Of course, this didn’t mean that national division-themed films following the legacy of films like Swiri and Joint Security Area /JSA were totally out of the picture. One example was JANG Hun’s Secret Reunion (2010). This tale of a South Korean intelligence agent Han-gyu (played by SONG Kang-ho) and North Korean undercover spy Ji-won (played by GANG Dong-won) set itself as a national division-themed version of a buddy cop movie in which a friendship develops between the seemingly irreconcilable rivals as they solve a case together. Such a structure was repeated in later films such as KIM Sung-hoon’s Confidential Assignment (2017) and YANG Woo-suk’s Steel Rain (2017).

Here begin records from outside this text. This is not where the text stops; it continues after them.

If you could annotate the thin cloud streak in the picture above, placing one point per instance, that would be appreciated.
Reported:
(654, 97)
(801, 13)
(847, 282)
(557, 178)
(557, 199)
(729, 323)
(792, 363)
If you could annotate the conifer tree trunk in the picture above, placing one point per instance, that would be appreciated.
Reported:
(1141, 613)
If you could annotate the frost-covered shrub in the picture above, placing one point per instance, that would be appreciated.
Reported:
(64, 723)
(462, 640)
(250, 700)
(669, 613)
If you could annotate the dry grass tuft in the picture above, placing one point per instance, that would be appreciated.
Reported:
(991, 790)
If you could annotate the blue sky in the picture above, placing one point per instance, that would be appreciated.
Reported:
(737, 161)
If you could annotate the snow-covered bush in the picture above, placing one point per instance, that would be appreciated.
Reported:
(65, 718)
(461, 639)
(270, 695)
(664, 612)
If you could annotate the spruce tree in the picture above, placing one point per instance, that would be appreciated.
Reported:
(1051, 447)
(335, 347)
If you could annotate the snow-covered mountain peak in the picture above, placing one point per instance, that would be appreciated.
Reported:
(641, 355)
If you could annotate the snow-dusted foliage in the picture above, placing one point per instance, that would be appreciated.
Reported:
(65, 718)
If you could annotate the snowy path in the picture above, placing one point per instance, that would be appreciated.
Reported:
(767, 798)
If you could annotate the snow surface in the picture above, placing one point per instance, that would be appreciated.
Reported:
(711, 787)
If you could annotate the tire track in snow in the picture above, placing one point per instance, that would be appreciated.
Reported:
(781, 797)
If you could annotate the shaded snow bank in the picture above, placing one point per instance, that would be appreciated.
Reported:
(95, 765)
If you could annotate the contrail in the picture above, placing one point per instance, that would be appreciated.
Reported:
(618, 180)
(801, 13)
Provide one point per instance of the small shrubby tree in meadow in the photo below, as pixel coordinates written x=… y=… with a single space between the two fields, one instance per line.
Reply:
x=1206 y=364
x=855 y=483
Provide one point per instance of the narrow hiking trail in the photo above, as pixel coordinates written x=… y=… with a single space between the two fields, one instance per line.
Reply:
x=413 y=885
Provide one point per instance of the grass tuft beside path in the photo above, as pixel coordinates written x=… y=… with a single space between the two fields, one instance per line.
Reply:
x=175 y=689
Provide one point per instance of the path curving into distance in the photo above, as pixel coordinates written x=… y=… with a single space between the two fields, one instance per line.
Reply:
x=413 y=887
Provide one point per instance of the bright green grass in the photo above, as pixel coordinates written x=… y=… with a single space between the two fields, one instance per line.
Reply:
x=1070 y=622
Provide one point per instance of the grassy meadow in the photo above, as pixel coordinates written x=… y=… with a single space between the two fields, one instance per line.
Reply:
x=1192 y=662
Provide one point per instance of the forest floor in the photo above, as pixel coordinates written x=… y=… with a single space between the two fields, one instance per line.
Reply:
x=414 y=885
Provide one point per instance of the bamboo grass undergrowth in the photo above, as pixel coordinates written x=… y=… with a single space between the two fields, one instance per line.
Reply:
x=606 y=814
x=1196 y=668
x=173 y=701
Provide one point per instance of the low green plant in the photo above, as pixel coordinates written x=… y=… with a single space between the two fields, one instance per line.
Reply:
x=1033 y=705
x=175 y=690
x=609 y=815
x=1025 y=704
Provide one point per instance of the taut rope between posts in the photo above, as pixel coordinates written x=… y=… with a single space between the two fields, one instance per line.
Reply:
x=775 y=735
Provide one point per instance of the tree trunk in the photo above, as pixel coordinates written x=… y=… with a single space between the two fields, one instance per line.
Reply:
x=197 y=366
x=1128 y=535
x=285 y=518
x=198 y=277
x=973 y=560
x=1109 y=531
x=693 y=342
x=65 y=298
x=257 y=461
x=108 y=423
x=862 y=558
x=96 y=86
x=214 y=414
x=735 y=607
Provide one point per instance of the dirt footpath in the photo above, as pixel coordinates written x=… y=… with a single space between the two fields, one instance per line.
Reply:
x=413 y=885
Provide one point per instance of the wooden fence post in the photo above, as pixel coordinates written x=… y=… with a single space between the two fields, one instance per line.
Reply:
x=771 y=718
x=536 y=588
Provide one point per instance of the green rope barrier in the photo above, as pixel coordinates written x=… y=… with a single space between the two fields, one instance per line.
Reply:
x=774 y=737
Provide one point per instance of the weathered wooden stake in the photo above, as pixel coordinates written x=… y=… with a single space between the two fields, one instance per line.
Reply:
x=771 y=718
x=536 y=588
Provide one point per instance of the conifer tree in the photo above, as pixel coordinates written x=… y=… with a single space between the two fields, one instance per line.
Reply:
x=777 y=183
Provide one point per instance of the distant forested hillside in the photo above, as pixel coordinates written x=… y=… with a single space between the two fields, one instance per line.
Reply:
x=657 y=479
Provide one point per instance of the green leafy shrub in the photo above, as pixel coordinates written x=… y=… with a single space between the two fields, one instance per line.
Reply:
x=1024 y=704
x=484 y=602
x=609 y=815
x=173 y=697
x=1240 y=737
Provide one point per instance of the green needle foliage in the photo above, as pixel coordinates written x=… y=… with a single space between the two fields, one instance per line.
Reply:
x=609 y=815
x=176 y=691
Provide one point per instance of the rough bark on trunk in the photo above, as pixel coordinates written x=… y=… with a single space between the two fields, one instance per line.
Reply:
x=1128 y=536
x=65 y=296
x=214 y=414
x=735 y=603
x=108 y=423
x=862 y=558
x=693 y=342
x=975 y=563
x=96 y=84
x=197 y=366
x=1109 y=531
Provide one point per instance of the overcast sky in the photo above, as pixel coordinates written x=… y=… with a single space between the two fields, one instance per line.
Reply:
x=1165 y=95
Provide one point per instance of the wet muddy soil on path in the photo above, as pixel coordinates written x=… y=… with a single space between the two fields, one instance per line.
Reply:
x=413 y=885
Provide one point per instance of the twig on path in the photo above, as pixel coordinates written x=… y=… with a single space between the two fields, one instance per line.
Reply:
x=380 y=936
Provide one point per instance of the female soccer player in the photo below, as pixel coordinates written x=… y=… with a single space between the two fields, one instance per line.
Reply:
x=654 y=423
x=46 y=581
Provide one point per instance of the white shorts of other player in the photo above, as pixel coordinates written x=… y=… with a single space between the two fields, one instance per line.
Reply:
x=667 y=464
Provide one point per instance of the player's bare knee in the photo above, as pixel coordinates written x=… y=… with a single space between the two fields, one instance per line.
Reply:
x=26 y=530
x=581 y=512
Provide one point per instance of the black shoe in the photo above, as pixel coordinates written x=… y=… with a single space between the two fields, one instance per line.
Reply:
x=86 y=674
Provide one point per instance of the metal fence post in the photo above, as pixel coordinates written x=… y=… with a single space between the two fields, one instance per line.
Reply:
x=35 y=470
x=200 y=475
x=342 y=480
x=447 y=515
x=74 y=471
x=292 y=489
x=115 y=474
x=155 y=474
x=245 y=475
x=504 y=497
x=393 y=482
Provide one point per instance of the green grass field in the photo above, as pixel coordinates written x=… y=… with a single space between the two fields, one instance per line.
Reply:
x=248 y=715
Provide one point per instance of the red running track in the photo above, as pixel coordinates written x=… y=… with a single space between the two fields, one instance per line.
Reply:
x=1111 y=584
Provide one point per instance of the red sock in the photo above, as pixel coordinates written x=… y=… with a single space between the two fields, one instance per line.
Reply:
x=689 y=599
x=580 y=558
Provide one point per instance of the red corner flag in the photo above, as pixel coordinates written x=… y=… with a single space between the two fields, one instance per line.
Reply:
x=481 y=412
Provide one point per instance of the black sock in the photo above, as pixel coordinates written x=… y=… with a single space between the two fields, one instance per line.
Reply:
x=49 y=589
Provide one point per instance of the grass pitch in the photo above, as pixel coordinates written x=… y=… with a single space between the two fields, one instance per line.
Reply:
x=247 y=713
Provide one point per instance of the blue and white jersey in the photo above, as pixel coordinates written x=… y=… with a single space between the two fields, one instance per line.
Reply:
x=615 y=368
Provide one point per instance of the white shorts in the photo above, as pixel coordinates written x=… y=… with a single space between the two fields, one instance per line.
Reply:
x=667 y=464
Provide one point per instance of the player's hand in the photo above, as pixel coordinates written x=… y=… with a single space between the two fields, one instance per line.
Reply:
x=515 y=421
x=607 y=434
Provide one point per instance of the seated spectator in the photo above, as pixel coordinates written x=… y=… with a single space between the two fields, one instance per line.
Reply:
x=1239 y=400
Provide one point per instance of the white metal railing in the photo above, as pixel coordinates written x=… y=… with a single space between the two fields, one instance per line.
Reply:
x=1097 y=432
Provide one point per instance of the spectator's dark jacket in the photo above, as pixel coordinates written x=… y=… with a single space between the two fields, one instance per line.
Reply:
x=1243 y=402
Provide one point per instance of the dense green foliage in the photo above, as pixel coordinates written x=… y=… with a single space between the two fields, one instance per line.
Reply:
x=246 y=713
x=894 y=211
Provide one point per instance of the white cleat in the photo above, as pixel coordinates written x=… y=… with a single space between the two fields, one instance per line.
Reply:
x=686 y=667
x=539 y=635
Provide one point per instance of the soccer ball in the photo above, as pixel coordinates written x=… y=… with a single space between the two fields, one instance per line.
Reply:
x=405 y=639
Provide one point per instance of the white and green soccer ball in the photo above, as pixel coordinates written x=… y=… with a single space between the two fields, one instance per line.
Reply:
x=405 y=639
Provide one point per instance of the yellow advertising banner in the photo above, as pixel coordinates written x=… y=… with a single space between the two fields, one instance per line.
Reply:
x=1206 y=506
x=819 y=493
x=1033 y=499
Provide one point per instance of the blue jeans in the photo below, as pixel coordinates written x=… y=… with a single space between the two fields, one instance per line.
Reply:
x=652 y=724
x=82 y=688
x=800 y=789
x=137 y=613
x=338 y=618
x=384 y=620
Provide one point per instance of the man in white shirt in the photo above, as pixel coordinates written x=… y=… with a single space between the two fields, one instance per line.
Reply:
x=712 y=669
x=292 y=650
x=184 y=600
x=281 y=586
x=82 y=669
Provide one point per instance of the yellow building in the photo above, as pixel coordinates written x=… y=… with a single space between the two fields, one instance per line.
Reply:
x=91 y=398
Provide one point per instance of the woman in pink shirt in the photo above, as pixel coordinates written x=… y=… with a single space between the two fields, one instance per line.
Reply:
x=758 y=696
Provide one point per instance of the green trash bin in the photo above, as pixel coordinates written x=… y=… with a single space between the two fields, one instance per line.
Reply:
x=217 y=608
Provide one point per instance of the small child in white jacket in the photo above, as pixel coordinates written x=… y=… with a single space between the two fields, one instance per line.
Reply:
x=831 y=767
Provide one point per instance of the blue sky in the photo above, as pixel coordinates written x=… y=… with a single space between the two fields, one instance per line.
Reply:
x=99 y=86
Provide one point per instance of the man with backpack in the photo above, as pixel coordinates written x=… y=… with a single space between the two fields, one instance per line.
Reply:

Confidential Assignment and ILLANG : THE WOLF BRIGADE, Providing a New Framework for National Division-Themed Films
Then, how will the rapid shift to a reconciliation mood between South and North Korea impact national division-themed films in the future? For now, it won’t be easy for Korean films to properly reflect this since the state of this major issue in international affairs is in constant evolution. Nevertheless, YOON Jong-bin’s The Spy Gone North and KIM Jee-woon’s ILLANG : THE WOLF BRIGADE, scheduled for release this summer, suggest a new trend in national division-themed films. Premiered at the Cannes Film Festival Midnight Screening section, The Spy Gone North is inspired by the real-life South Korean spy whose mission was to infiltrate North Korea during the 1990s. Set in the mid-90s, the film tells the story of a military intelligence agent (played by HWANG Jung-min) assigned to disclose North Korea’s nuclear facility under the code name ‘Black Venus’ and succeeds in detecting a secret deal between the South and North Korean ruling class. ILLANG : THE WOLF BRIGADE, a Korean adaptation of the Japanese animation of the same title, brings us to the year 2029 when chaos breaks out after a 5-year plan for reunification between South and North Korea is declared. The film’s protagonist is ‘Illang’ (played by GANG Dong-won), a human weapon member of the new police division called the ‘Special Unit’, created to suppress an anti-reunification terrorist group. ILLANG : THE WOLF BRIGADE will present the clashes between the government preparing for reunification, the armed terrorist group who are against this, and power groups within the government with conflicting positions, as well as different world powers who each have different stakes regarding the reunification of the Korean peninsula.